Maximum number of triangles. The maximum number of new triangles allowed (can be set to Inf). A default value is calculated based on the current mesh.

Maximum number of refinements. The maximum number of successive refinements attempted.

Triangle selection method. There are two triangle selection methods, described below. You can also supply your own function.

Function parameter. The function parameter allows fine-tuning of the triangle selection methods. For the worst triangle method (pdeadworst), it is the fraction of the worst value that is used to determine which triangles to refine. For the relative tolerance method, it is a tolerance parameter that controls how well the solution fits the PDE.

Refinement method. Can be regular or longest. See Specify Mesh Parameters in the PDE Modeler App.

Use nonlinear solver. Toggle the nonlinear solver on/off.

Nonlinear tolerance. Tolerance parameter for the nonlinear solver.

Initial solution. An initial guess. Can be a constant or a function of x and y given as a MATLAB^® expression that can be evaluated on the nodes of the current mesh.

Examples: 1, and exp(x.*y). Optional parameter, defaults to zero.

Jacobian. Jacobian approximation method: fixed (the default), a fixed point iteration, lumped, a “lumped” (diagonal) approximation, or full, the full Jacobian.

Norm. The type of norm used for computing the residual. Enter as energy for an energy norm, or as a real scalar p to give the lp norm. The default is Inf, the infinity (maximum) norm.

Time. A MATLAB vector of times at which a solution to the parabolic PDE should be generated. The relevant time span is dependent on the dynamics of the problem.

Examples: 0:10, and logspace(-2,0,20)

u(t0). The initial value u(t₀) for the parabolic PDE problem The initial value can be a constant or a column vector of values on the nodes of the current mesh.

Relative tolerance. Relative tolerance parameter for the ODE solver that is used for solving the time-dependent part of the parabolic PDE problem.
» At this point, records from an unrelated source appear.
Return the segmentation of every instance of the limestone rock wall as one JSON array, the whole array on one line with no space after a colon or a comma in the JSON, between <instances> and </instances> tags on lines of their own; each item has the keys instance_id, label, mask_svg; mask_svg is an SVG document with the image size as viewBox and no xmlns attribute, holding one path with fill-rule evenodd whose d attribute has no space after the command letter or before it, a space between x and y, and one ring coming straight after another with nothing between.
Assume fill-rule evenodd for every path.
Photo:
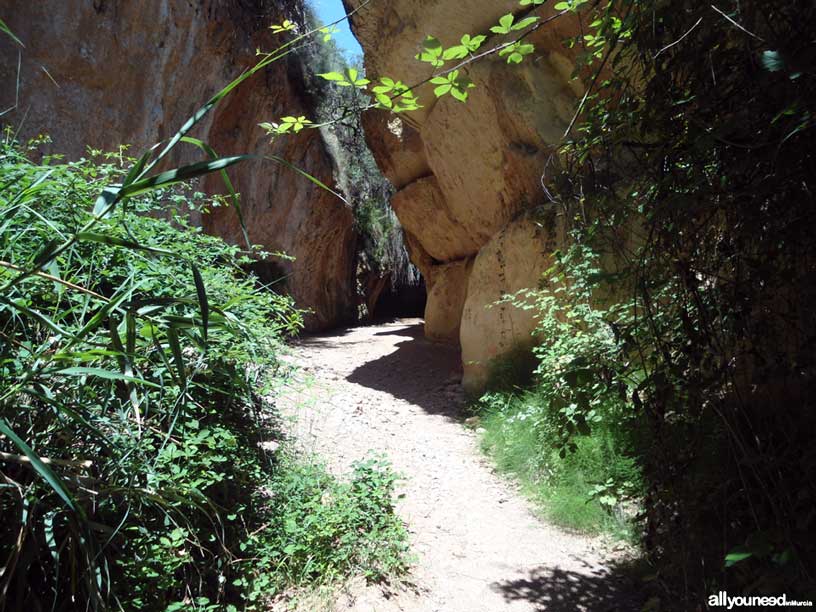
<instances>
[{"instance_id":1,"label":"limestone rock wall","mask_svg":"<svg viewBox=\"0 0 816 612\"><path fill-rule=\"evenodd\" d=\"M433 279L425 304L425 335L448 344L459 343L459 323L468 297L472 259L433 266Z\"/></svg>"},{"instance_id":2,"label":"limestone rock wall","mask_svg":"<svg viewBox=\"0 0 816 612\"><path fill-rule=\"evenodd\" d=\"M481 390L491 360L532 347L534 311L499 301L540 287L542 272L552 266L551 254L565 243L565 233L563 219L555 215L525 216L507 224L479 251L460 325L466 391Z\"/></svg>"},{"instance_id":3,"label":"limestone rock wall","mask_svg":"<svg viewBox=\"0 0 816 612\"><path fill-rule=\"evenodd\" d=\"M362 5L345 1L348 9ZM353 27L369 78L412 84L432 70L414 59L425 36L447 47L520 9L516 0L375 0ZM539 29L530 38L536 53L519 66L497 56L469 65L477 87L465 104L436 100L424 86L423 109L400 118L371 111L364 120L369 146L398 189L392 205L427 281L426 335L458 339L464 384L473 391L484 385L492 359L532 343L529 312L489 306L536 286L566 240L541 185L583 95L562 44L576 27L559 18Z\"/></svg>"},{"instance_id":4,"label":"limestone rock wall","mask_svg":"<svg viewBox=\"0 0 816 612\"><path fill-rule=\"evenodd\" d=\"M213 93L254 64L255 49L272 49L268 26L294 19L293 0L6 0L2 18L23 40L18 48L0 36L0 121L20 137L45 133L52 150L70 158L85 147L134 154L176 129ZM270 145L261 121L309 115L297 60L273 64L245 82L198 126L194 135L220 155L276 154L331 183L332 159L317 131ZM201 159L192 147L173 162ZM353 316L355 233L351 211L291 170L272 162L233 167L250 239L294 262L263 264L265 280L286 279L301 307L311 308L311 329ZM218 177L205 191L223 192ZM231 209L201 219L205 229L242 242Z\"/></svg>"}]
</instances>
Absolute tolerance. Absolute tolerance parameter for the ODE solver that is used for solving the time-dependent part of the parabolic PDE problem.
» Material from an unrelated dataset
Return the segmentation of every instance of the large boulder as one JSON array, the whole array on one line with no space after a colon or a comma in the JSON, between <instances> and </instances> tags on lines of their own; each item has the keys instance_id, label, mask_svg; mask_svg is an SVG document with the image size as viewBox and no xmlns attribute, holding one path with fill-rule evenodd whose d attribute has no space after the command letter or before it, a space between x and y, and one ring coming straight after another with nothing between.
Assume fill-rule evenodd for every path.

Time. A MATLAB vector of times at which a solution to the hyperbolic PDE should be generated. The relevant time span is dependent on the dynamics of the problem.
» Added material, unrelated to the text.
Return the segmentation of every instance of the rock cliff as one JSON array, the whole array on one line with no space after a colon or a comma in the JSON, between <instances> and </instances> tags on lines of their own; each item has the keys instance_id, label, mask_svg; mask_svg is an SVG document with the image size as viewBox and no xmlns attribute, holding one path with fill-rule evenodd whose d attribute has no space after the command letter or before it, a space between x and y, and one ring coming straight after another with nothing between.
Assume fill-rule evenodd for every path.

Examples: 0:10, and logspace(-2,0,20).

u(t0). The initial value u(t₀) for the hyperbolic PDE problem. The initial value can be a constant or a column vector of values on the nodes of the current mesh.

u'(t0). The initial value $$\dot{u}$$(t₀) for the hyperbolic PDE problem. You can use the same formats as for u(t0).

Relative tolerance. Relative tolerance parameter for the ODE solver that is used for solving the time-dependent part of the hyperbolic PDE problem.

Absolute tolerance. Absolute tolerance parameter for the ODE solver that is used for solving the time-dependent part of the hyperbolic PDE problem.